HOW DOES THE AIR PRESSURE INSIDE THE BLADDER PROVIDE
INFORMATION ABOUT THE BLOOD PRESSURE?
Paragraph 5-1 stated that blood pressure is the force with which the blood
pushes against the walls of the blood vessel. However, paragraph 5-3a(5) states that
the gauge on the sphygmomanometer measures the air pressure inside the bladder!
a. Indirect Measurement. Some things cannot be measured directly without
difficulty. For example, the height of a building can be measured by climbing to the top
of the building, holding on to one end of a very long tape measure, and dropping the
other end to a friend on the ground who reads off the height. This method may work for
a building that is not very high, but is not recommended for determining the height of the
Empire State Building. The height of a building, however, can be determined indirectly,
such as by measuring its shadow. (Method: Put a stick in the ground so that it is
straight up and down. Measure the height of the stick, the length of the stick's shadow,
and the length of the building's shadow. The height of the building is equal to the length
of the building's shadow times the height of the stick divided by the length of the stick's
b. Blood Pressure Measurement. Just as the height of the building was
determined by measuring something else (its shadow), the pressure of the blood at its
highest (systolic) and normal (diastolic) levels can be determined by measuring the air
pressure in the bladder.
(1) When the bladder is first placed around the arm and not inflated, the
artery beneath the bladder functions normally (figure 5-5 A ).
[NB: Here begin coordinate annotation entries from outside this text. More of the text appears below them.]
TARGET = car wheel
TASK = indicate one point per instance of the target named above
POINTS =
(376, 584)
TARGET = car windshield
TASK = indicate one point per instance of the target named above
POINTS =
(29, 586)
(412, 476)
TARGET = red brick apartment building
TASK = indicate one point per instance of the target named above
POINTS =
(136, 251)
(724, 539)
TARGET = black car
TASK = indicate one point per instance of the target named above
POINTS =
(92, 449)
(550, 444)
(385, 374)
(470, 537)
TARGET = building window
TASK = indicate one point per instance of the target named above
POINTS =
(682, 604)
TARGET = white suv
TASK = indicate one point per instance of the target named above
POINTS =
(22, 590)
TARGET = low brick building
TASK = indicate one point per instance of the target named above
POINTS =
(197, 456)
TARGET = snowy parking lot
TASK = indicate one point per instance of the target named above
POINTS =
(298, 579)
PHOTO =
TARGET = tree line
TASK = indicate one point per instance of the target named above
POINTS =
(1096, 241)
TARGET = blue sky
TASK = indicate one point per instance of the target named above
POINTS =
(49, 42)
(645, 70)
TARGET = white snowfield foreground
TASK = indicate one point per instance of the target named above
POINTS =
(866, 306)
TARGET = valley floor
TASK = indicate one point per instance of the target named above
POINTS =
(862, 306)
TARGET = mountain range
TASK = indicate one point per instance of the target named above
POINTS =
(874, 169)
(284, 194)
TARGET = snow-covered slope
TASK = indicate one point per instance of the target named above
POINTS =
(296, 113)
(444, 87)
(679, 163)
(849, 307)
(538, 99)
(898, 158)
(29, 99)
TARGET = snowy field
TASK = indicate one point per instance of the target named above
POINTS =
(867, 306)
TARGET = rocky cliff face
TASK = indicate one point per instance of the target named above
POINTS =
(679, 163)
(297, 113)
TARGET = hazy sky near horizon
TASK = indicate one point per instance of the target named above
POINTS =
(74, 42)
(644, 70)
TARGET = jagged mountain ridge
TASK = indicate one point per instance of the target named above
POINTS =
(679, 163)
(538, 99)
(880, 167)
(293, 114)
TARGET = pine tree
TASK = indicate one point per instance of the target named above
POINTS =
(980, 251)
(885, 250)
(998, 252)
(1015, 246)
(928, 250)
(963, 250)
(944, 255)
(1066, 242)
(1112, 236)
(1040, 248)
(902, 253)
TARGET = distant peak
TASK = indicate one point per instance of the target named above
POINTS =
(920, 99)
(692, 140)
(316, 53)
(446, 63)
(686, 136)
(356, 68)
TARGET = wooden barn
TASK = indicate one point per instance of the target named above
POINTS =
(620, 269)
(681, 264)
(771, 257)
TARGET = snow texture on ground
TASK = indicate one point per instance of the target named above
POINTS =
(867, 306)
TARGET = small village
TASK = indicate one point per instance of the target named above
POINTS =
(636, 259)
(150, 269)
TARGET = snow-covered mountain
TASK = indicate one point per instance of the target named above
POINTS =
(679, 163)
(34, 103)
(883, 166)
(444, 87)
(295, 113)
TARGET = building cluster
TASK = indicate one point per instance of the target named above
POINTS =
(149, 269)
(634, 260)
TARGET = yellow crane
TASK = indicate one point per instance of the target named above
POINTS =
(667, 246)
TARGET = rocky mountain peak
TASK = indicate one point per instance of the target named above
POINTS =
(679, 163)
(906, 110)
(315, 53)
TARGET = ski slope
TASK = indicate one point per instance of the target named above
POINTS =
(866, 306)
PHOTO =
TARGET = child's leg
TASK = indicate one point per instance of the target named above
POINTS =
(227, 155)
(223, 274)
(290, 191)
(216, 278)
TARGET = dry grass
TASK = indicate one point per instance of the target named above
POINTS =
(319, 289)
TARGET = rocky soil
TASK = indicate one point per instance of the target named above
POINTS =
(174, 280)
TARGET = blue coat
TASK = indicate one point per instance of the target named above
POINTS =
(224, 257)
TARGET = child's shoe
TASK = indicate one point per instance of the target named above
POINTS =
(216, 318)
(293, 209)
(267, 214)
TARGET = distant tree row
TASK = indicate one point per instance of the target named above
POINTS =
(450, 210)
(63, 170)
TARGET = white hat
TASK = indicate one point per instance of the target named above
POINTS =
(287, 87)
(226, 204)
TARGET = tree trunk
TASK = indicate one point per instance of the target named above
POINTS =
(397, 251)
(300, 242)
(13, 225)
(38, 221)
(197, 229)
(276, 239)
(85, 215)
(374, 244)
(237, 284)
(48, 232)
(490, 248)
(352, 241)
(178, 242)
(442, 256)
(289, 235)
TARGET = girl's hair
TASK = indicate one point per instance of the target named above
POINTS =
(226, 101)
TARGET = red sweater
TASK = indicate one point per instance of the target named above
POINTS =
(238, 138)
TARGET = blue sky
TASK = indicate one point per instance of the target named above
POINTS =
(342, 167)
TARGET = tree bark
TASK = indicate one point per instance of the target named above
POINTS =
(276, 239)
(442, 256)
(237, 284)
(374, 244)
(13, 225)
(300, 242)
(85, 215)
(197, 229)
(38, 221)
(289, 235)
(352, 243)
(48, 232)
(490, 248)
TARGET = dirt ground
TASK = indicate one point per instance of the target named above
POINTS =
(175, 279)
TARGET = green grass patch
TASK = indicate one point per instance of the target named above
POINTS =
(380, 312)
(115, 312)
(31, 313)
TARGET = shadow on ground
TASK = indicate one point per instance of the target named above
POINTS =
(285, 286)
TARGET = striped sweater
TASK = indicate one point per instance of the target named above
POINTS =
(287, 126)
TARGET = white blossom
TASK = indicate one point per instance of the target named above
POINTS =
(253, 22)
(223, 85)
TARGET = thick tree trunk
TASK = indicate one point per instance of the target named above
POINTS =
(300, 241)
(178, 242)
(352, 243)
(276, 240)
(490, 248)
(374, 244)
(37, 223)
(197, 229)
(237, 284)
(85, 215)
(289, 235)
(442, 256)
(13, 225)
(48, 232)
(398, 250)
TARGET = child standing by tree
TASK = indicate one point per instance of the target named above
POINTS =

(2) When the bladder is inflated, the bladder squeezes the arm. If the
bladder is inflated to a pressure greater than the systolic pressure of the artery, the
artery beneath the bladder will collapse (figure 5-5 B ). The artery will remain collapsed,
thus shutting off blood flow below the bladder, even when there is a heartbeat. Thus,
when there is no blood flow in the artery below the bladder, you know that the air
pressure in the bladder is greater than the systolic blood pressure.
(3) When the bladder is inflated to a pressure that is less than the systolic
pressure but greater than the diastolic pressure, blood will flow beneath the bladder only
when the (blood) pressure within the artery is greater than the (air) pressure within the
bladder. This occurs when the force of the heartbeat increases the pressure within the
artery. Once the additional force of the heartbeat has passed (the artery returns to
diastolic pressure), the artery will collapse again (figure 5-5 C ). Thus, when blood
suddenly passes through the artery beneath the bladder, stops, starts again, and stops
again, you know that the pressure within the bladder is less than the systolic pressure
but more than the diastolic pressure.